For good ideas and true innovation, you need human interaction, conflict, argument, and debate. Margaret Heffernan
I am, right this minute, in the middle of a very serious conflict with a major authority of another country. I am frustrated and perplexed. It consumes most of every hour (waking or sleeping) so I decided to write on it. (Sorry I can’t offer details—it would require pages.)
So, on to the complexity of conflict…
Can’t We All Just Get Along?
Wouldn’t it be nice if “we could all just get along?” At first glance it would seem like bliss to live without conflict, but wisdom tells me that life without conflict is not only unreasonable. It is impossible. And even more important… it is unhealthy.
We are each SO different in the ways in which we view reality and the world at large, including our relationships, beliefs, politics, and opinions regarding organizational values. These differences inevitably lead to some form of conflict. Most often the conflict just remains hidden in our inner selves, resulting in resentments and tacitly impacting our relationships negatively.
We tend to avoid conflict almost at any cost. We hide, ignore, or placate—simply to elude an argument. And in doing so, we also lose the opportunity to strengthen our relationships and enhance our partnerships. When disagreements are put on the table and discussed or debated or argued over a few important results occur.
Process for Dealing with Conflict
First, open discussion opens the door for clarity and understanding about how another feels regarding whatever it is you may disagree. Clarity and understanding are the first steps to resolution. If possible it is most helpful to listen to the other person’s point view completely before you begin arguing—which is almost inevitable.
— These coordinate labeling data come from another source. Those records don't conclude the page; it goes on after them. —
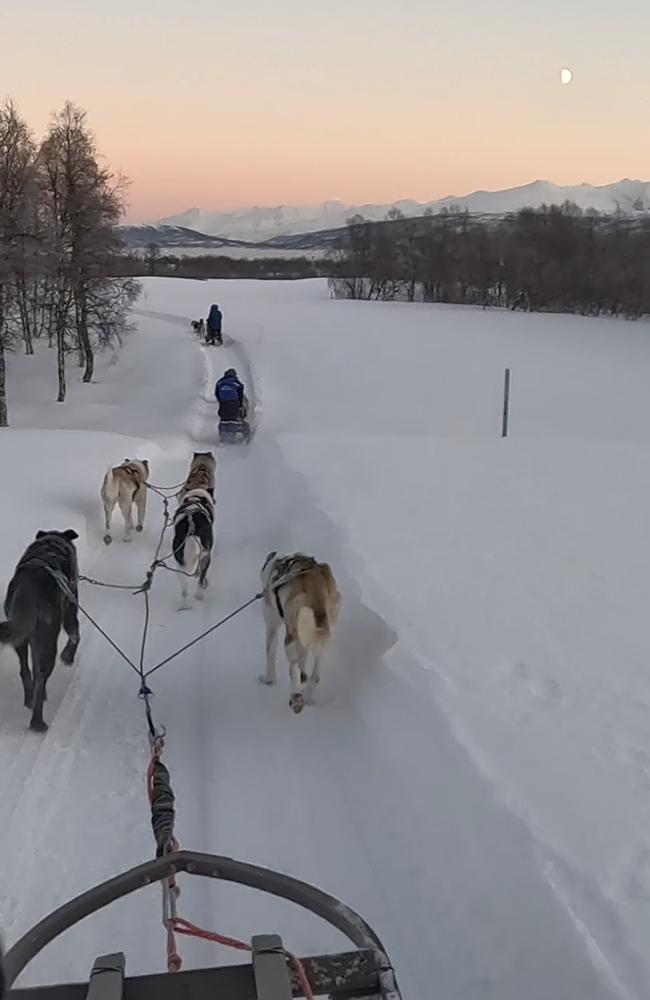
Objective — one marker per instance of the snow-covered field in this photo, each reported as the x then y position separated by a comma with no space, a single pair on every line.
475,779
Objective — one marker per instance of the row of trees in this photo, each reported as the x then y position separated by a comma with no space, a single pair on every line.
205,266
59,209
556,259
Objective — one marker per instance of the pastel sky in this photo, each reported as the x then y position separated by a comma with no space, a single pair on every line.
224,104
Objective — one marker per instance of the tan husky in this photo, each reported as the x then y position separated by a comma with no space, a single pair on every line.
301,594
125,485
201,475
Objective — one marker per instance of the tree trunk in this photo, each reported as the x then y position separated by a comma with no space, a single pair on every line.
61,311
23,307
4,417
84,336
60,359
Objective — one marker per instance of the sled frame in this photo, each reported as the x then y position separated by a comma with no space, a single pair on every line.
364,973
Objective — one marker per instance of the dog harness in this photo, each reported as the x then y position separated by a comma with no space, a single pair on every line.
285,571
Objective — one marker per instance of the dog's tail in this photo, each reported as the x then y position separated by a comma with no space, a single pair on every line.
312,626
192,551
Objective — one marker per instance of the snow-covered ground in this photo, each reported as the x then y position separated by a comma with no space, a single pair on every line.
475,779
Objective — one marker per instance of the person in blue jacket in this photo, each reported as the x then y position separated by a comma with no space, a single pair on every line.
230,396
215,320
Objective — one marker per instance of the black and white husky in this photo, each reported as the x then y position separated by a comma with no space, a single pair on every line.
37,608
193,541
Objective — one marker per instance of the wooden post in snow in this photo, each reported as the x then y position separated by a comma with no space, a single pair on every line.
506,403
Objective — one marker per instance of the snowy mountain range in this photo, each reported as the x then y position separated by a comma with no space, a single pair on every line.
258,224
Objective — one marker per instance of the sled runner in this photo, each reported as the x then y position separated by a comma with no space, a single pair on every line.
271,974
234,432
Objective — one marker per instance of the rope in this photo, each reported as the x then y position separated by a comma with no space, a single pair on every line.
101,583
161,800
181,926
166,491
203,635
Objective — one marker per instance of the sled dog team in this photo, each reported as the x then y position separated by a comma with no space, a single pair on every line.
300,595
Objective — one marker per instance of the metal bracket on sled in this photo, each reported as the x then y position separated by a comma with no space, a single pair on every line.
107,978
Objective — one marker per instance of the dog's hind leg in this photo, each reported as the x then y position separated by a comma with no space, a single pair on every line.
272,633
43,648
202,585
140,499
71,626
126,506
296,659
22,652
185,604
109,506
313,681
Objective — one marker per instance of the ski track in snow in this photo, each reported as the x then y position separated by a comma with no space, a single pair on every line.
369,795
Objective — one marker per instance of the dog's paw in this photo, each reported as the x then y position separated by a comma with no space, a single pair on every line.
297,703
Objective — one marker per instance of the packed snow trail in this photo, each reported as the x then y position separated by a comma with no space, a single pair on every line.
367,795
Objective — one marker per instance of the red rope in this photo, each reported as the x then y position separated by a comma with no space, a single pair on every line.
177,925
181,926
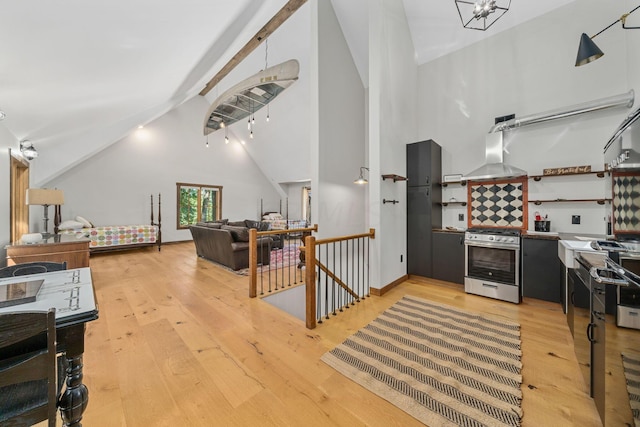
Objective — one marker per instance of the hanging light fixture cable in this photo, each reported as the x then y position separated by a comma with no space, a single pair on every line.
588,51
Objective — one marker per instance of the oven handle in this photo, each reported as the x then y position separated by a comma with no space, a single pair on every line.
492,245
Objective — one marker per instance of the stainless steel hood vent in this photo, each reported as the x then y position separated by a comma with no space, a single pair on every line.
494,168
622,151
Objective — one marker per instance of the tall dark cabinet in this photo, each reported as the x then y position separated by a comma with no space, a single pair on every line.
424,209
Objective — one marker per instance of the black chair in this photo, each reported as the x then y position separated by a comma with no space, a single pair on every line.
32,268
28,384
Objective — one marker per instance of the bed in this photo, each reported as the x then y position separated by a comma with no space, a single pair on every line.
113,237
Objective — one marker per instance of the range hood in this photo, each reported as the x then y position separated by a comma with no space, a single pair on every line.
616,147
494,168
622,151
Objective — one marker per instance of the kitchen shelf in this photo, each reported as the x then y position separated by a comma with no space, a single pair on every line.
598,201
394,177
444,184
599,174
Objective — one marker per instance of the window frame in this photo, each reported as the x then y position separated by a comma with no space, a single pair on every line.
200,188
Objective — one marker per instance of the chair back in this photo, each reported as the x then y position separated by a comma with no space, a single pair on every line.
28,368
32,268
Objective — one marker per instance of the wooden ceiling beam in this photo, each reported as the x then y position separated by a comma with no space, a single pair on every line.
264,32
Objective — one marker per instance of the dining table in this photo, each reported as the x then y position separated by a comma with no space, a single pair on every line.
71,293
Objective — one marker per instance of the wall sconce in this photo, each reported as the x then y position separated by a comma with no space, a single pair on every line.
588,51
45,197
28,150
361,180
481,14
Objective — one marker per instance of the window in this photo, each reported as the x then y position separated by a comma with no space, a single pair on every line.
198,203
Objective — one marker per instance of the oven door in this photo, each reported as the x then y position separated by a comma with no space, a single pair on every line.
492,271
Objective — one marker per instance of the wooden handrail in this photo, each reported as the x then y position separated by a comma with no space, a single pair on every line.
337,280
288,231
371,233
310,277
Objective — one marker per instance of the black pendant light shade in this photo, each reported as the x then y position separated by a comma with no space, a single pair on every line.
587,51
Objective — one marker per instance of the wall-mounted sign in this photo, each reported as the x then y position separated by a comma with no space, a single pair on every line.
570,170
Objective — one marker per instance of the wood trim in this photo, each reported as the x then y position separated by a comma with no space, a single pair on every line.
310,281
264,32
18,211
387,288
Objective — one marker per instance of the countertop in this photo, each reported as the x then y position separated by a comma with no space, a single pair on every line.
541,235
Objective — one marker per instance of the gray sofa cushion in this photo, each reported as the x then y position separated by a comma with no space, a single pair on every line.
210,224
240,234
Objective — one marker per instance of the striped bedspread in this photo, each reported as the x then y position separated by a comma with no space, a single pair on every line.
118,235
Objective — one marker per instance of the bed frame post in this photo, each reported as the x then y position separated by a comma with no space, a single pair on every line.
159,224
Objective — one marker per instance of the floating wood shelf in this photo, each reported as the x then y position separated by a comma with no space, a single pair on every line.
444,184
599,174
598,201
394,177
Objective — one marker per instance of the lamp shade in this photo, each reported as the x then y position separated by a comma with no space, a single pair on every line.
587,51
44,196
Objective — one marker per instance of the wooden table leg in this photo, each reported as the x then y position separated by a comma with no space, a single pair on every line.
74,400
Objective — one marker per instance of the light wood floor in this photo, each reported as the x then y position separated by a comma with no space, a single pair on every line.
179,343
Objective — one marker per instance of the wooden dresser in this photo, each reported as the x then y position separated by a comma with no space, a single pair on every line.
57,248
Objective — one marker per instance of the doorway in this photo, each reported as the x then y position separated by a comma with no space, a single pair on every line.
19,211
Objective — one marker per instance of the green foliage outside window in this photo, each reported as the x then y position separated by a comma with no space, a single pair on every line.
198,203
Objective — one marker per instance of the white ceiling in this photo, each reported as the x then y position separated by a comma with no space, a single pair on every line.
84,74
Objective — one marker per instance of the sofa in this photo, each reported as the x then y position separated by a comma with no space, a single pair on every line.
228,244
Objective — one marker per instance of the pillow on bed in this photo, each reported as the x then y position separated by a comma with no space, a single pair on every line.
84,222
70,225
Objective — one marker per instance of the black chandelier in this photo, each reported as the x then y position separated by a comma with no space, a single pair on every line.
481,14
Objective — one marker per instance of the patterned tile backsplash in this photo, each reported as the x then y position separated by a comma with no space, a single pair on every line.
626,202
498,204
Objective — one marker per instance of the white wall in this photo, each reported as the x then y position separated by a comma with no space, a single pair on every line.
338,150
7,142
113,187
393,113
527,70
292,205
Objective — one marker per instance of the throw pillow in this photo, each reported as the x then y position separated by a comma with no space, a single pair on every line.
209,224
86,223
239,234
237,223
70,225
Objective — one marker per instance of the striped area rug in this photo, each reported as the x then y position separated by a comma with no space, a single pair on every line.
442,365
631,364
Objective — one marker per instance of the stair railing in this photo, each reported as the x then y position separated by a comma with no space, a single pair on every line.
336,274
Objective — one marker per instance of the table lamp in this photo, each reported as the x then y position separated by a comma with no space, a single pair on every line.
45,197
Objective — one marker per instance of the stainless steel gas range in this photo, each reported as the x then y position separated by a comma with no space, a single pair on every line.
492,263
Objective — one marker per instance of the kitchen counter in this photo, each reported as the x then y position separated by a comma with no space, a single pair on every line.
449,230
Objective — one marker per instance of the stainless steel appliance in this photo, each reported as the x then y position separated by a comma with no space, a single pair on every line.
628,297
492,263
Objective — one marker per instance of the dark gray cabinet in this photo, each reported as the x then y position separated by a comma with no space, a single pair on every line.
541,269
424,212
448,256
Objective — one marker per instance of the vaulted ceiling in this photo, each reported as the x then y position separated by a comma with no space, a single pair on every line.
77,76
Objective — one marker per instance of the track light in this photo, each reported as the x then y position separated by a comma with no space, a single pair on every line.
27,149
361,179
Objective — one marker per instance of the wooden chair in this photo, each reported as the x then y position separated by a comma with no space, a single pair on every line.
28,383
32,268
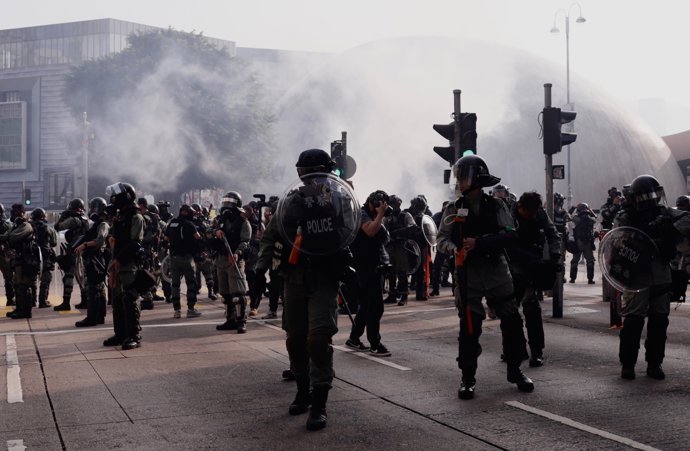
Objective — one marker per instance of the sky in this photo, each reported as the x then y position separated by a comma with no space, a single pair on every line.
634,50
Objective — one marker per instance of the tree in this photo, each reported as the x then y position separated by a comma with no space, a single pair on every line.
172,112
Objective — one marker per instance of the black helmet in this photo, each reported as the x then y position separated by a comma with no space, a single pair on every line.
314,160
472,172
582,207
121,195
186,210
97,207
38,214
683,203
500,191
646,192
418,205
394,201
76,204
231,199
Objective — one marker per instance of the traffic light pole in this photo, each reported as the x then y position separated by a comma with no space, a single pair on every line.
343,138
456,118
557,292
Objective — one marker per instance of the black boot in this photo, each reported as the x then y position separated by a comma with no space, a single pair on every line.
303,399
65,306
466,390
516,376
317,414
230,315
630,344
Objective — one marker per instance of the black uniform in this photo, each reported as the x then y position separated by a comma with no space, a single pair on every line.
666,227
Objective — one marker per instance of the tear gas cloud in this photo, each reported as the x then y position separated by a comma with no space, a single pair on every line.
387,95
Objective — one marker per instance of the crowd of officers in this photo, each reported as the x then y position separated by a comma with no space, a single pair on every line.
498,248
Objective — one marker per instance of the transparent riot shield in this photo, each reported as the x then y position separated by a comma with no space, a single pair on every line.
166,274
413,254
319,215
626,255
429,230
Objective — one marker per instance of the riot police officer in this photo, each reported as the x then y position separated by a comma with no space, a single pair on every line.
311,281
26,261
476,228
230,244
6,259
666,227
583,236
46,237
610,209
127,235
75,225
534,231
683,203
400,225
184,239
92,250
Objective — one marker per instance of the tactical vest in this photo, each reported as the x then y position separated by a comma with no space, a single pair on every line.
72,234
232,227
584,229
122,229
181,244
475,226
559,220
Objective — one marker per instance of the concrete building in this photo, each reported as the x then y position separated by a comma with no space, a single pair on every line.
41,143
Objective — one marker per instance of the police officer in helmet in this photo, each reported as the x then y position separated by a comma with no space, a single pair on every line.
310,301
46,237
666,227
476,229
127,236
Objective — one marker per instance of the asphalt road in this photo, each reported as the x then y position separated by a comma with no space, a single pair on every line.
191,387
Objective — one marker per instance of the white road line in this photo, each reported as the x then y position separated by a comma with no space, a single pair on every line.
15,445
14,383
364,355
580,426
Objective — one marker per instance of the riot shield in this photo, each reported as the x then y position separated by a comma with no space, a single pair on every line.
165,269
319,215
429,230
625,259
413,255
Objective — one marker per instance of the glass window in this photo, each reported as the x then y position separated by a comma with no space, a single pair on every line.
13,134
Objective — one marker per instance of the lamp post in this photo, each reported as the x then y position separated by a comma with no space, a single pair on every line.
554,29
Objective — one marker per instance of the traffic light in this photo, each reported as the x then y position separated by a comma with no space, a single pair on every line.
448,132
345,165
468,133
554,138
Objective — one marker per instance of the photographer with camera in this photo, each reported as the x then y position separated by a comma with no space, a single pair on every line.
75,225
371,262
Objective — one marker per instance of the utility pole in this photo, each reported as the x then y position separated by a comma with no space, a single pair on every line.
557,292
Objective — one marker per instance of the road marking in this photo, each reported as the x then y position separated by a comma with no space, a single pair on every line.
580,426
364,355
15,445
360,354
14,383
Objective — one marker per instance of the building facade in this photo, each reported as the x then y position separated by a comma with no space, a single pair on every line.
43,148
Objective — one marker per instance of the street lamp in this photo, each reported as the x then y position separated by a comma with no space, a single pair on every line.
554,29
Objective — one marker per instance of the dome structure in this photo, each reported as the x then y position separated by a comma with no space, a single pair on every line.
387,94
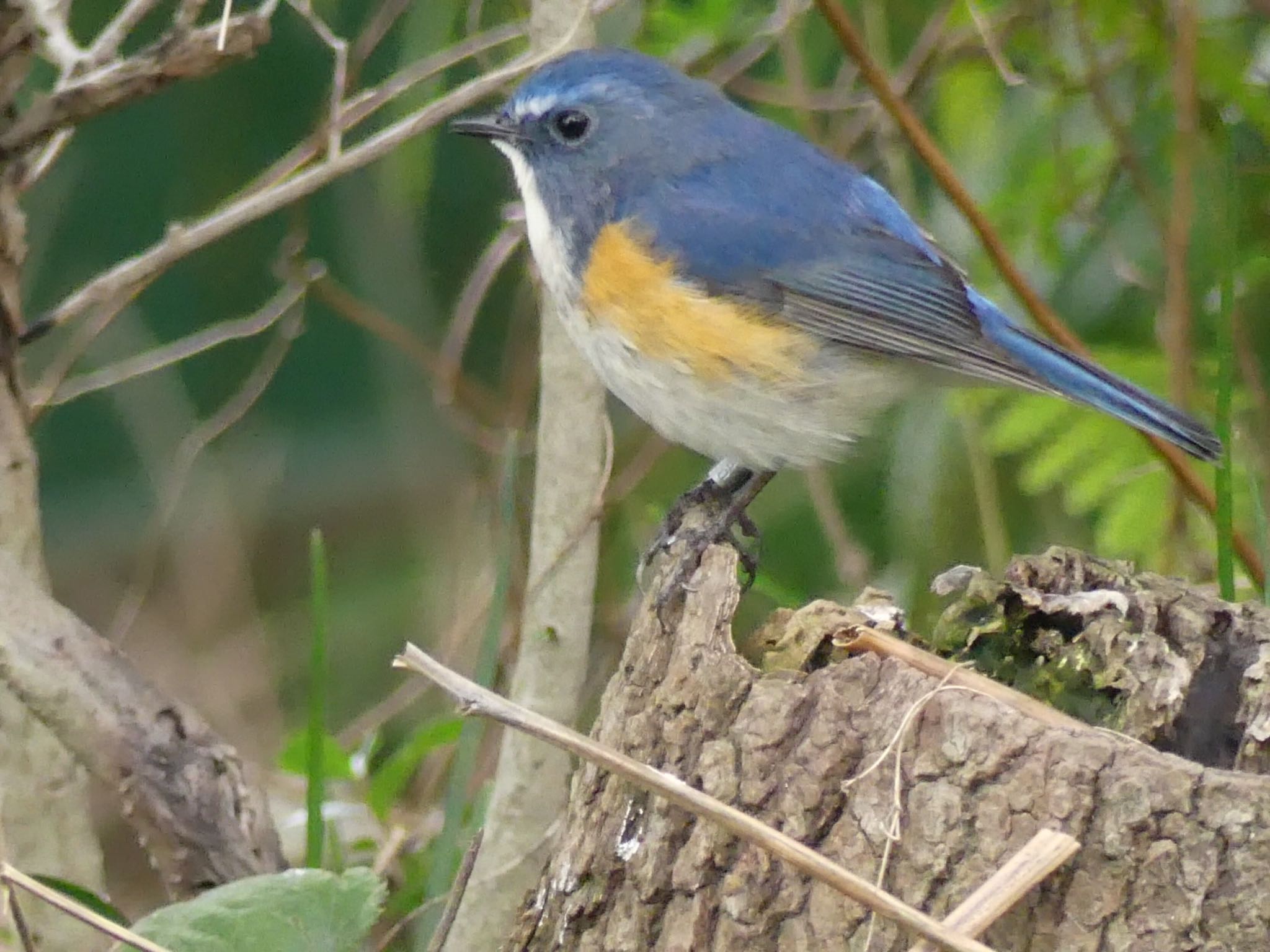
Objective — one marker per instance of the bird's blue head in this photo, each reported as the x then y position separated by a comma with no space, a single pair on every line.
593,127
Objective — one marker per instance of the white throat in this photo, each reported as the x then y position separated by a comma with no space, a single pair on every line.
548,245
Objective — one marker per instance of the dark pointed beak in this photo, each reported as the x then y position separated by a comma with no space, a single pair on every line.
487,127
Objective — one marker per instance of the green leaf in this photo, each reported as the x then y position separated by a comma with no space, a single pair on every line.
295,757
299,910
1067,451
397,770
84,896
1025,421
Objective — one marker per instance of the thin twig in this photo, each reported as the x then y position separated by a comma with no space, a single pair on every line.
338,47
456,894
861,639
992,46
183,462
1041,856
66,358
1176,329
487,268
475,700
183,240
1095,81
59,45
373,35
175,352
79,910
1044,315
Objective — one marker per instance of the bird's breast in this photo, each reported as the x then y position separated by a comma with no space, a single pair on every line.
629,289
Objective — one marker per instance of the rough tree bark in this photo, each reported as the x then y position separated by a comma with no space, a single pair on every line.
45,821
1174,856
533,777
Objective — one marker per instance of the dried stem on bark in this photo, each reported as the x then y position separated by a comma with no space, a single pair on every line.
1174,855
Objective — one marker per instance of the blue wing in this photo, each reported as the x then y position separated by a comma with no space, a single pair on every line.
856,273
831,252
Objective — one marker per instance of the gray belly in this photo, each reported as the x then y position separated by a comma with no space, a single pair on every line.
752,421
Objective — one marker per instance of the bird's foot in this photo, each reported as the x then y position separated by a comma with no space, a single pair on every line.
719,516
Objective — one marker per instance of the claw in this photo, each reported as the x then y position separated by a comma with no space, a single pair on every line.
724,512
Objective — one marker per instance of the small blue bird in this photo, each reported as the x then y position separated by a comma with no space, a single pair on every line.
746,294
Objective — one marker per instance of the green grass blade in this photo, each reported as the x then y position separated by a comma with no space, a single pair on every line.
446,848
315,758
1225,487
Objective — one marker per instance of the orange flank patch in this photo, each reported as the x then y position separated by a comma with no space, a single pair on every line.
626,287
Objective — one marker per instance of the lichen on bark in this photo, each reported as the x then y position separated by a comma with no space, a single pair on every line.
1174,856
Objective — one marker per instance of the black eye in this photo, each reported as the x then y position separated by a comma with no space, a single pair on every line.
571,126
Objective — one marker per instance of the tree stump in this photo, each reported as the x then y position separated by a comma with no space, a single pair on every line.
1174,856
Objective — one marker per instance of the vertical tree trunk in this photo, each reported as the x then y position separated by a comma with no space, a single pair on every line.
45,822
531,781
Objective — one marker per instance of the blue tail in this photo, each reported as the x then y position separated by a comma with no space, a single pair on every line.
1089,384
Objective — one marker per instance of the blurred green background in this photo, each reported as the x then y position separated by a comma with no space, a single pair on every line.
1061,121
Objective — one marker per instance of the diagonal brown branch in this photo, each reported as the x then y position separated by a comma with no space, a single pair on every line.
183,240
1044,315
475,700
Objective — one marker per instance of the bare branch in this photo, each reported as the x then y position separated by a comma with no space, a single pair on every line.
183,788
115,32
59,45
173,353
196,442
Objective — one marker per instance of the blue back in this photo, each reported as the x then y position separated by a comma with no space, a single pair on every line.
748,208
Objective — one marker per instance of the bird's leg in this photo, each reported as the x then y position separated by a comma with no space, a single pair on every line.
714,491
722,499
Arguing does not have to be hostile, although it often is. I think it is most important to attempt to stay out of emotion and stick with fact. (When the argument is about emotions even then it is helpful to speak of the actions that lead to the emotional state of feelings.) Admittedly this can or probably will not come without pain. Yet it is necessary.
The sooner the better. I have learned that “pain early” is much easier than “pain late.” In other words, don’t allow potential conflict to fester and become an even bigger problem than it was at first. Waiting to confront issues only allows your imagination to fabricate the motivations and intentions of the other party. And after further discussion you typically discover that your imagination has been incorrect.
What Do You Need?
As a consultant, I have made a living resolving organizational conflict. Now I am forced to use my methods in negotiating my own organizational conflict. If you can answer one simple question your conflict will most likely disappear (until the next one).
All you have to do is simply ask the question, “What do you need?” or “What do you need from me?” That simple question, when asked honestly, can induce dialogue and helpful debate. Your response may be I can do “A” and “C” but I cannot do “B.” And then more discussion ensues.
When both parties are willing to work toward resolution and are willing to let go when possible you will find that conflict is reduced significantly and partnership is possible.